Each local PIRG is financed and controlled by students, but guided by a professional staff of attorneys, scientists, organizers and others. Core funding comes from modest annual fees of $5 to $10 automatically billed to all students on campuses who approve a campus PIRG by a majority vote. Once underway, PIRGs work on local, statewide and national issues ranging from improving the quality of subway service in New York City, to making polluters pay for their toxic waste dumps, to reducing fees for banking services, to promoting renewable energy policies. PIRGs are non-partisan, non-ideological, no-nonsense groups that make good things happen with creative approaches and hard work.
In 1983, the state PIRGs banded together and created a national lobbying office and a full time staff of advocates working with the state PIRGs on environmental issues such as preserving the Arctic wilderness, protection of forests, and reversing global warming. The PIRG consumer agenda is as broad as the marketplace. It includes challenging the production of genetically modified food, concentration of media ownership, and safeguarding privacy as well as advocating laws to limit the potential of identity theft. US PIRG also works to prevent fraud and gouging of consumer borrowers and depositors.
And, the PIRG democracy initiatives range from campaign finance reform, to ballot access laws that provide equal access to all political parties, to proportional representation, to open access to government information.
Doug Phelps, a student activist in the 60s and a graduate of Harvard Law School, is the chair of the State PIRGS. Phelps says for, “over three decades in dozens of states on many issues – there is a common thread: research, organizing and advocacy.
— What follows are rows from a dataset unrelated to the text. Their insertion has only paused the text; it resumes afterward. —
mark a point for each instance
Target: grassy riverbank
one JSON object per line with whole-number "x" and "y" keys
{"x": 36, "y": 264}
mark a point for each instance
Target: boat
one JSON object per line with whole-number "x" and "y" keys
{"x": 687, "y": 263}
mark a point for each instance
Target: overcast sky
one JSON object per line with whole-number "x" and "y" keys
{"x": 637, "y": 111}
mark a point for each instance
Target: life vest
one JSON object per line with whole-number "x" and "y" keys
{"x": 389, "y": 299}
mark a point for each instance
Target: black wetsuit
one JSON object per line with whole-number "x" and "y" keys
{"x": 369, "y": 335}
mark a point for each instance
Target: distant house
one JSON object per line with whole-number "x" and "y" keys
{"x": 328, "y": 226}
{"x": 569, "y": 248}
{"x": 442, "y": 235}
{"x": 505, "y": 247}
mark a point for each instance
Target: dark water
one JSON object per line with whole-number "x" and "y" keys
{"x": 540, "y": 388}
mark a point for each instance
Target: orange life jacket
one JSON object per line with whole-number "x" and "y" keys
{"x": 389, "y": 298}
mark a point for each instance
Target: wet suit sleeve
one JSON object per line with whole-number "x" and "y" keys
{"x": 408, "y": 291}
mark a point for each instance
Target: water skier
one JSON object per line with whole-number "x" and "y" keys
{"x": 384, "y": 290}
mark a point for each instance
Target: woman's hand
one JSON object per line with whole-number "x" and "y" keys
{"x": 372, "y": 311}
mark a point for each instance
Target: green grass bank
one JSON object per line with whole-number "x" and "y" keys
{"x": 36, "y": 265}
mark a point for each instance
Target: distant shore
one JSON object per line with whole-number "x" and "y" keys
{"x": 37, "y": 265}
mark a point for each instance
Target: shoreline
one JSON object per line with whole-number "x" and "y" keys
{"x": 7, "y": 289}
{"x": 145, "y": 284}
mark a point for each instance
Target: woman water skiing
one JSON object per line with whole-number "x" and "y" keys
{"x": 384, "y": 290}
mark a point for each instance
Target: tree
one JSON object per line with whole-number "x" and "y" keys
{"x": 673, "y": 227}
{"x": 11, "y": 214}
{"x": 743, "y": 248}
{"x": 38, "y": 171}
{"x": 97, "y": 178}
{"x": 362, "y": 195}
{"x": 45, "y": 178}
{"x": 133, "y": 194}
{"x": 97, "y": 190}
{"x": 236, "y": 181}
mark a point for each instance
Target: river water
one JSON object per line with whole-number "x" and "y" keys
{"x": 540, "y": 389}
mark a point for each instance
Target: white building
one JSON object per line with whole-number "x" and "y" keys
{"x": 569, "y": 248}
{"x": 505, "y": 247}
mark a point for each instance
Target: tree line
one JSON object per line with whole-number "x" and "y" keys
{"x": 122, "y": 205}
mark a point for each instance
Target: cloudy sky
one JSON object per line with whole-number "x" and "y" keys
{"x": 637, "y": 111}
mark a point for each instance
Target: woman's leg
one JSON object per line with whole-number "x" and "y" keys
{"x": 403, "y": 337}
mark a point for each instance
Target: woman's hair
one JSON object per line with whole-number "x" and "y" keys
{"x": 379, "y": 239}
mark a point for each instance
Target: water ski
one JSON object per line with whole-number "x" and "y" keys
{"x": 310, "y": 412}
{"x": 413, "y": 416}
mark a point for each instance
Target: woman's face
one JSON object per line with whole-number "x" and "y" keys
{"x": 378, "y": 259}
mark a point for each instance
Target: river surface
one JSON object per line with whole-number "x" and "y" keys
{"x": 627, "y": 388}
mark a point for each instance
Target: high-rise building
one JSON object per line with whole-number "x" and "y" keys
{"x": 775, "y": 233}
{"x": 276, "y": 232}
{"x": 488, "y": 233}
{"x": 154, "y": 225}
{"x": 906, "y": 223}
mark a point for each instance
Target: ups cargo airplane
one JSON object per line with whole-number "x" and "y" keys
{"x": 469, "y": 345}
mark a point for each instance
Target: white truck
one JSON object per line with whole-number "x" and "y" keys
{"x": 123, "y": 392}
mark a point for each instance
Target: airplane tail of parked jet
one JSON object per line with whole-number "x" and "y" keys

In each case, state PIRGs began by investigating the problems at hand, building support for concrete solutions among the public, and then persistently advocating change.”
Gene Karpinski, the Executive Director of USPIRG, notes that, “beyond the lobbying, litigation and investigative reports, the PIRGs teach students about the role they can and should have in a democracy.” And, the role is indeed significant.
This country has more problems than it should tolerate and more solutions than it uses. Few societies in the course of human history have faced such a situation: most are in the fires without the water to squelch them. Our society has the resources and the skills to keep injustice at bay and to elevate the human condition to a state of enduring compassion and creative fulfillment. How we go about using the resources and skills has consequences which extend beyond our national borders to all the earth’s people. These words ring as true today as they did in 1971.
PIRGs have taught students that they can “fight city hall” and that they can win important victories for our society. They have published hundreds of groundbreaking reports and useful guides, helped pass scores of important laws in their state legislatures, called media attention to environmental threats and stopped consumer abuses by corporations. But the work of building and improving our society must continue. The injustices of tomorrow will require the next generation of student activists to rise to the challenge of building a more just and humane society. And just as I said in 1971, “The problems of the present and the risks of the future are deep and plain. But let it not be said that this generation refused to give up so little in order to achieve so much.”